Sunday, 18 September 2016

The Somme

Valentine, our personal guide for the day, is studying history at the University of Amiens. He is specialising in the Battle of the Somme and we were the beneficiaries of his significant knowledge and understandings of this historic chapter in French and Australian history.
We were picked up at the station which has a huge banner - MERCI - greeting you as you enter Amiens. There are posters and pictures all over the city and this is just one example of how the people of this region remember the efforts and sacrifices of the Commonwealth and other countries.



Villers-Bretenneux was quite an experience. Most of us have seen the Dawn Service from this cemetery beamed into our living rooms on ANZAC Day each year, but to see it in person is quite something. Such a place is not unique around these parts. There are cemeteries dotted all over the countryside, hundreds of them, representing the British, French, Canadian, New Zealanders and even New Foundlanders (who fought with the British because they didn't become part of Canada until 1949) but this one is ours, just ours...it is Australian.

The numbers quoted today are staggering. This memorial is for the 11000 missing...yes, the ones they couldn't find and the contrast of the Somme 100 years ago and the peaceful, lush countryside of today could not have been more stark.
We found two of our relatives on the walls of the missing, Walter Allen from Wendy's side and Lionel Plaister form mine and we both agreed we couldn't even begin to imagine the horrors and deprivations they must have suffered.



The main actions of the Australian troops were to take, hold, take again, as many times as necessary the strategic points, the "high ground", that allow an army to have advantages of vision of the enemy and transport of troops and supplies. Both Villers-Bretenneux and Poziers...just up the road (which was our bloodiest battle) are located on slight rises in the landscape and along straight roads first engineered by the Romans. The Australian troops had a reputation for "aggressiveness" (so much so that the Kaiser put a bounty on Australian soldiers) and they took  and held these positions at great cost....which has not been forgotten by the French.


We vsited the museum in the village school after Valentine proudly took us around the town showing off all the street names ( eg rue de Melbourne) and the stylised VB in a Kangaroo that they have adopted as the town's logo. The school rebuilding was funded by Australians in the 1920's and is decorated with Australiana. In 2009 they reciprocated with many donations for the Victorian bushfires. They have a part of their curriculum dedicated to learning about Australia which we found quite impressive and we came away with the distinct impression that this is a strong and genuine relationship between our peoples.

We had a very nice lunch in Albert which was a forward staging post during the war, after which we visited the Gibraltar and Windmill sites in Poziers ( a town which has also embraced the Australians). We visited Lochnagar crater where, as part of the July 1916 offensive, the British tunnelled under the German lines and with 27 tonnes of explosive blew a crater so large it is still there today. It exists as a memorial for the British who suffered horrendous casualties in the offensive due to the incompetence of their officers who ordered them to walk into enemy fire. I'm not sure Aussies would have obeyed such an order.

Me in a shell hole.

We visited some remaining trenches preserved in the New Foundlander's memorial area and where you have to walk on designated paths because of the live ordnance ( and bodies)  still there.It gives a sense of how the soldiers lived and what they faced.

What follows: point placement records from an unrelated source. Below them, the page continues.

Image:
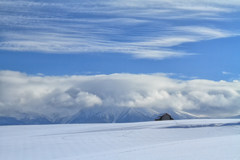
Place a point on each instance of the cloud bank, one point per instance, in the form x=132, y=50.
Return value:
x=143, y=29
x=65, y=95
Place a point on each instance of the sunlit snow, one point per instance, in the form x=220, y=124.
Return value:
x=181, y=139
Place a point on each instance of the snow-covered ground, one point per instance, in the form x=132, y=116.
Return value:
x=213, y=139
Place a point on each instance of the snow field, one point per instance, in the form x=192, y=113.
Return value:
x=182, y=139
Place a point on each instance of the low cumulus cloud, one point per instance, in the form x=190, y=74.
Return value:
x=65, y=95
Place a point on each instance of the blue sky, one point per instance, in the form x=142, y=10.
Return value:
x=182, y=40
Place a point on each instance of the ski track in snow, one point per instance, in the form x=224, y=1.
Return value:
x=181, y=139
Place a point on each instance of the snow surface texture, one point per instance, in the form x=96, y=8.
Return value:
x=178, y=139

We visited Mouquet Farm ( the soldiers called it moo cow farm) a famous action  where the Australians struggled for over a month with many casualties ( Lionel Plaister being just one) to secure a small strategic knoll. The farm and the knoll still exist as you can see in the photo below.

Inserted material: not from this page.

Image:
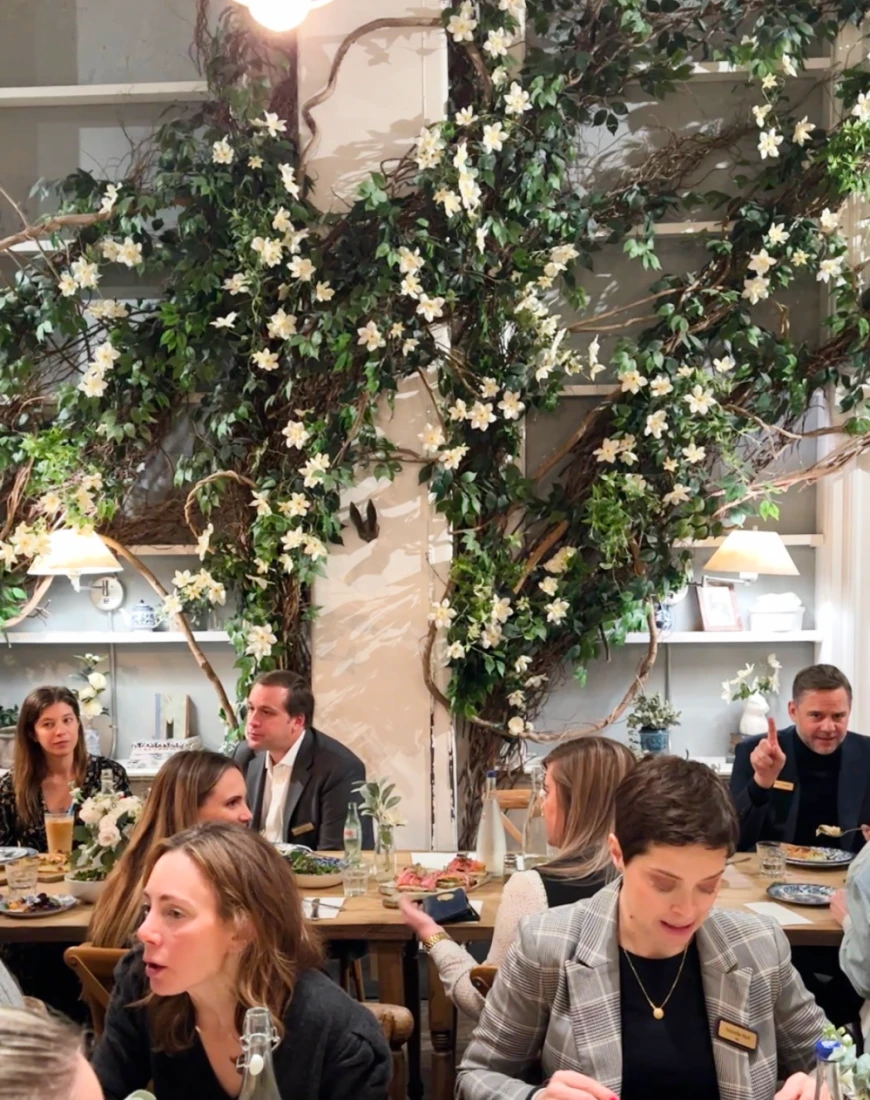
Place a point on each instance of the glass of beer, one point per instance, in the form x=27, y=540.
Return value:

On the way home we went to a small town to the East of Amiens called Vignacourt which has some significance for our families. Vignacourt, interestingly, is where the photographic plates of Aussie soldiers resting behind the lines were found a few years ago and made into the book  by Ross Coulthart called "the Lost Diggers" and it was also the town where my grandfather in the Vet Corps was stationed looking after the horses and animals. It is not far from the Poulainville aerodrome where his brother, a pilot, was stationed and eventually killed in in a flying accident in April 1918. He is buried beside his gunner, Owens who was killed in the same accident. It is a small, well tended cemetery and apparently it was near a hospital where the wounded were taken and, like many, were buried if they died of their wounds.Wendy's relative, Francis Degenhardt was part of the last and successful offensive in 1918...he died in August 1918, exactly 3 months before the end of the war leaving a young family.




The inscription under the French soldier guarding the cemetery loosely translates as 
"Sleep in peace, we watch over you"


It has been an emotionally and physically tiring day....but very, very rewarding.